National legalization of medical and recreational cannabis gave Canadian companies a lock on the domestic market and a real head start abroad.
Many countries are adopting similar rules, and Canada will continue to have outsize influence in the regulatory and political worlds as more jurisdictions examine the Canadian model. Already, Canada has seen visits from Mexican government representatives and shared information with several U.S. state governments. Our experts and consultants are also uniquely qualified to help other countries set up cannabis markets.
“You have national acceptance and a regulatory framework that can be followed around the world,” says White Sheep CEO Hamish Sutherland.
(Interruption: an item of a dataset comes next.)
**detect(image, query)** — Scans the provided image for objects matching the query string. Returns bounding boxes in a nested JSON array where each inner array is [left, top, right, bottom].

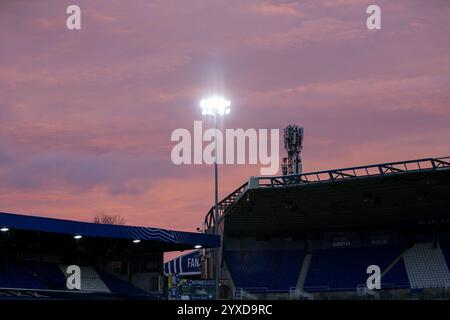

Prior to founding his own company, Sutherland was chief operating officer of Bedrocan Canada, one of the first big licensed medical producers in Canada, which Canopy bought in 2015. These days, he's spending a lot of time in Australia and Lesotho, advising on the construction of two huge growing and processing facilities.
Sutherland argues that Canadian consultants and companies will benefit if other countries continue to open up their legal cannabis markets in similar ways to what Ottawa did. This would give Canadians time to keep replicating abroad what they have done at home. For the moment, he says, “We have such a lead, no one else can touch us.”
Our cannabis companies might not be destined to be global giants, but we are still likely to punch above our weight on the world stage.
With files from Mark Rendell and Jameson Berkow.